London-based Canadian-born artist Matt DesLauriers utilizes code to design generative artworks heavily inspired by modern art. He has collaborated with various artists in developing interactive installations, which have been displayed in special events at the Louvre Museum in Paris and the Art Gallery of Ontario in Toronto. During the Winter Light Exhibit in Ontario Place, DesLauriers worked on a project titled Lumos, a light sculpture that responds to human warmth. The cold blue tones quickly turn into warmer hues of red, orange and yellow once the installation detects body heat. The artist has been able to create multiple prints of his art, generating unique combinations with every piece. DesLauriers is an active member of the open-source community, and has held numerous talks, classes and workshops on creative coding such as the UCL Bartlett School of Architecture in London, FITC in Toronto and Amsterdam, Frontend Masters in Minneapolis, and GROW in Paris.

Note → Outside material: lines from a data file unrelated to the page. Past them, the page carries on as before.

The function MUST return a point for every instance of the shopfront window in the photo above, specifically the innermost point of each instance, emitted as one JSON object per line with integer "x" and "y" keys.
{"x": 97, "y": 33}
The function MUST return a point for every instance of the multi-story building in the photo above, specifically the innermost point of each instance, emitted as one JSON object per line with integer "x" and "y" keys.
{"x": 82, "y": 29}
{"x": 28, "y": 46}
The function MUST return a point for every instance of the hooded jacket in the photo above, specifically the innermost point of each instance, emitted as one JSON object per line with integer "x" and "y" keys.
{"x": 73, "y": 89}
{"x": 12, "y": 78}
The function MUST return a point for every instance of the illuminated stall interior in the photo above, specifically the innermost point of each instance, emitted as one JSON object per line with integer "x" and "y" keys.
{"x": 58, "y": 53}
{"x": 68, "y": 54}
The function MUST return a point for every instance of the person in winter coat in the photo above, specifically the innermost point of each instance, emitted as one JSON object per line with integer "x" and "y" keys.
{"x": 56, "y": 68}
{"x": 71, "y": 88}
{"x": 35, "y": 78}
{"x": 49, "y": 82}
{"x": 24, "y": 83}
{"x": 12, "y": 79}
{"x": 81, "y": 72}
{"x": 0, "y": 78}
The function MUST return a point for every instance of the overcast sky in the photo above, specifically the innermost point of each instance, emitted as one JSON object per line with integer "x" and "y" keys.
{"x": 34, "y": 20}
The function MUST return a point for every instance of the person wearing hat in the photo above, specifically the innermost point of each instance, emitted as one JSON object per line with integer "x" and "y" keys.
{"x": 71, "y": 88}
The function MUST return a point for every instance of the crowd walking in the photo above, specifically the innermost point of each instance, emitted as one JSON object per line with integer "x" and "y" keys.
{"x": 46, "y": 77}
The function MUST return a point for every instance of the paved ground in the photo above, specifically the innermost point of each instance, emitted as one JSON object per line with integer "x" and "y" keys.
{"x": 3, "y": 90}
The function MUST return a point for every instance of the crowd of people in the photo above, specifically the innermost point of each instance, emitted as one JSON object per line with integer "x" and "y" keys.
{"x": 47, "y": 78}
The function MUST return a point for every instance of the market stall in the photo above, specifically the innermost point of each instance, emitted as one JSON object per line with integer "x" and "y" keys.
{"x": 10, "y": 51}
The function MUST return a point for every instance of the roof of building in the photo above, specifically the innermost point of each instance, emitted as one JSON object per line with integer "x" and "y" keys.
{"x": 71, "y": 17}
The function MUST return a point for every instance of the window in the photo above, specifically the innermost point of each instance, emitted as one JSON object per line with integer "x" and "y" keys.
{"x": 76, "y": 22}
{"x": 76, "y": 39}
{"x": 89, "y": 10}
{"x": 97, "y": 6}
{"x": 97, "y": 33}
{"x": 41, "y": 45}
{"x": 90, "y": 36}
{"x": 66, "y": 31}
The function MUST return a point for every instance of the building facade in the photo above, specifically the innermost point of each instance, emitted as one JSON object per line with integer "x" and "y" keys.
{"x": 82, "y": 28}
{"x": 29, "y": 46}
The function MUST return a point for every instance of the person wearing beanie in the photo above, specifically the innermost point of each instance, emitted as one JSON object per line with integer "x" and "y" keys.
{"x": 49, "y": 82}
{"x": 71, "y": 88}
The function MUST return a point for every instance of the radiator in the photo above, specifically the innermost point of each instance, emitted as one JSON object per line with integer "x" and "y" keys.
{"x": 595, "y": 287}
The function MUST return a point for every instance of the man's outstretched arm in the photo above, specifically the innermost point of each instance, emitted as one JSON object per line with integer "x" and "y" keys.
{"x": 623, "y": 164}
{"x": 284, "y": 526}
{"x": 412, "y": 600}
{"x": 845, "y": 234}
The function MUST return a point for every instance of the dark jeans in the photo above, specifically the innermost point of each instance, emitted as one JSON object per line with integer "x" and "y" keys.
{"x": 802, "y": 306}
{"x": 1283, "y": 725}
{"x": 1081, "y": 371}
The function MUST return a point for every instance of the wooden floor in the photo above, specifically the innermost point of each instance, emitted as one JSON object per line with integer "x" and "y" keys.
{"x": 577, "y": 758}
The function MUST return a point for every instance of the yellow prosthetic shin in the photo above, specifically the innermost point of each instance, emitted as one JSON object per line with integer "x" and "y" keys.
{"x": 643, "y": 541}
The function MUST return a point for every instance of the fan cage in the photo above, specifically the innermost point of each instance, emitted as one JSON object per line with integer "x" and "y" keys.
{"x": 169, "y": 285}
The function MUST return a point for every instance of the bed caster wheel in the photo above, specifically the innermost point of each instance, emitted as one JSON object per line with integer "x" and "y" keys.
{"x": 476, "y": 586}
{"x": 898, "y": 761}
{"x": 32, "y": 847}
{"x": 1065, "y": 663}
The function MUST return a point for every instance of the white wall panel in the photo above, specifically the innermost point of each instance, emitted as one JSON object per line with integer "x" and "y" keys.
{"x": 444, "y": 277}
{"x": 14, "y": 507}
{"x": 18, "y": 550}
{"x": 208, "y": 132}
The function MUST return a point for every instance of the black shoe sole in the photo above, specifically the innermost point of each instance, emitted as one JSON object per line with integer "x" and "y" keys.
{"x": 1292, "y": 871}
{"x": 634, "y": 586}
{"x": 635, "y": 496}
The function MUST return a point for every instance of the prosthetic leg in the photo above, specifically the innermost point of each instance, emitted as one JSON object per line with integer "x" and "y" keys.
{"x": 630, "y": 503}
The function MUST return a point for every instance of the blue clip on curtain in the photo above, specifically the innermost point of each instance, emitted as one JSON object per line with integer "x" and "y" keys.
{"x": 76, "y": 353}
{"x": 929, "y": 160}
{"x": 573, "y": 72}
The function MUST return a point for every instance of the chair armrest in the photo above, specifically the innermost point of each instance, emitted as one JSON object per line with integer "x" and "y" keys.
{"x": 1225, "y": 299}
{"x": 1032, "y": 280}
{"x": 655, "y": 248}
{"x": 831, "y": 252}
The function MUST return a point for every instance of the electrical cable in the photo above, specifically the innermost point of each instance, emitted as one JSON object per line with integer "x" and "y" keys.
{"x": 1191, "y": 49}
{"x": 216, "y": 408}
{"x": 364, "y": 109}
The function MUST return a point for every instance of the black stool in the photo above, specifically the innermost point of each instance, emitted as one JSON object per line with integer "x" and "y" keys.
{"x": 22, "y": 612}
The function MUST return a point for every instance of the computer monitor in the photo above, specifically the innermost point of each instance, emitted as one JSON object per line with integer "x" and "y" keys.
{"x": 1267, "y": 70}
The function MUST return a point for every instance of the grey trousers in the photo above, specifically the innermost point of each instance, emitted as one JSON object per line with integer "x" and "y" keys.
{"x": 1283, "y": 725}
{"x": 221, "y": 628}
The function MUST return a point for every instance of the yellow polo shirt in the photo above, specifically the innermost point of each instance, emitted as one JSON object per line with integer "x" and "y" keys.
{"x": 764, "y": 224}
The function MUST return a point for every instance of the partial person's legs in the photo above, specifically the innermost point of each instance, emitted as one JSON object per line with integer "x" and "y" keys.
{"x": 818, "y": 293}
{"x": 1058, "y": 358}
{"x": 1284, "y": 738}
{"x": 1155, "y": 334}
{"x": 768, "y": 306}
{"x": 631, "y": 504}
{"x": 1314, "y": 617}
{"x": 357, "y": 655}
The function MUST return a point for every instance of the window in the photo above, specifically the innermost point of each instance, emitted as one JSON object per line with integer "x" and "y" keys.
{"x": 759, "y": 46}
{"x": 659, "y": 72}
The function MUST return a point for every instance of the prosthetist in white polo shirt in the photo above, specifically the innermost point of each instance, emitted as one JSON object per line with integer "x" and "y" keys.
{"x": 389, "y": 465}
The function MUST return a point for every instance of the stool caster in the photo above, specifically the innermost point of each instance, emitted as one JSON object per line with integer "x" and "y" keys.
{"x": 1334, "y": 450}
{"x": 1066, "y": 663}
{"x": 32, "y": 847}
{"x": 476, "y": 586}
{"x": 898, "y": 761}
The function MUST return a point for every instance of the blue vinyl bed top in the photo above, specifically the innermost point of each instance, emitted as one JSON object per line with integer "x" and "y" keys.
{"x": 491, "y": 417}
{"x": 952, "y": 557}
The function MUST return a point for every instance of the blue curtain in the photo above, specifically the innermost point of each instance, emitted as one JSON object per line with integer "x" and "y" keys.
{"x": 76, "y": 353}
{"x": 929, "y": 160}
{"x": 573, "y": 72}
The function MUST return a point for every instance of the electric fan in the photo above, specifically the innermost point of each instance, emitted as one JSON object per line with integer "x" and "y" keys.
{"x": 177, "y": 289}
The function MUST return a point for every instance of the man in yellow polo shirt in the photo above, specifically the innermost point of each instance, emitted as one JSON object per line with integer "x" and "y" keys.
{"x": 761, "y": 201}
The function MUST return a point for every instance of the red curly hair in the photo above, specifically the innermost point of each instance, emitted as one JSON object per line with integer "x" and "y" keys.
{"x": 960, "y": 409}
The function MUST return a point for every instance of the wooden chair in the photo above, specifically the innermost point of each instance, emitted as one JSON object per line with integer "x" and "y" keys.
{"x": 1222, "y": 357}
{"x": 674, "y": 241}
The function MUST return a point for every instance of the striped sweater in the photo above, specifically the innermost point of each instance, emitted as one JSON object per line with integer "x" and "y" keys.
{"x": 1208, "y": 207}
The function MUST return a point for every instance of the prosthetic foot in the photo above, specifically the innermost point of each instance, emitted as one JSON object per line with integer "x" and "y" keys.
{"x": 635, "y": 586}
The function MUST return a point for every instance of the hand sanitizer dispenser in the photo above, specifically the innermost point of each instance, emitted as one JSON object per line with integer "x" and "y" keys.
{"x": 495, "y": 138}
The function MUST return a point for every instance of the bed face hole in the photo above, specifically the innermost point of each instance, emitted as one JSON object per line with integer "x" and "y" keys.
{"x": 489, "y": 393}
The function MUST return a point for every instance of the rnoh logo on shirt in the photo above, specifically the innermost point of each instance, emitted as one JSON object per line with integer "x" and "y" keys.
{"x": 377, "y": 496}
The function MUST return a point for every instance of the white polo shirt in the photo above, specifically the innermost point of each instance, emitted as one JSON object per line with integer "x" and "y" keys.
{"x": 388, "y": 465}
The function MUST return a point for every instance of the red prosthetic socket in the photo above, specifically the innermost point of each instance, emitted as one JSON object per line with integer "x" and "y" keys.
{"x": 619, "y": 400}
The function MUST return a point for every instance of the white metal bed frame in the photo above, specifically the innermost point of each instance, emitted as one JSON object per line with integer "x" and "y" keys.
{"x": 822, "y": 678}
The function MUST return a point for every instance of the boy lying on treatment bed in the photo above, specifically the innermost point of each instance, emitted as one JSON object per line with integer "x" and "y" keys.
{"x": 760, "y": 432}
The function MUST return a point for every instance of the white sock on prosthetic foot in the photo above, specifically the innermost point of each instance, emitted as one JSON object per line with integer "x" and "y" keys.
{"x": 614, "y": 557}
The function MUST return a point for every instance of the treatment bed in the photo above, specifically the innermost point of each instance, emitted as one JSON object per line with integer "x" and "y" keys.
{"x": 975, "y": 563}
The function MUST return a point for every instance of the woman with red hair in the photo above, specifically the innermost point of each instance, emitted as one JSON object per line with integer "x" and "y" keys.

Matt DesLauriers CA/UK — Wayfinder
Wayfinder is an evolving web-based generative art game that takes the player on a contemplative journey through nature. Welding artificial intelligence and machine learning, each experience is newly generated as to create a unique and ephemeral setting, just as nature itself. Poetic tokens can be discovered by navigating a mystical character, unveiling words hidden in the wind.
This project is supported by the National Film Board of Canada, and is a collaboration between Matt DesLauriers, Guillaume Le Roux and Tiffany Beucher.
London-based Canadian artist and creative coder Matt DesLauriers, creating dynamic digital artworks and public art installations in different cities around the world.
In 2019, DesLauriers presented Tempest, an interactive audiovisual piece displayed on the Harpa Concert Hall during Reykjavik’s 2019 Winter Lights Festival.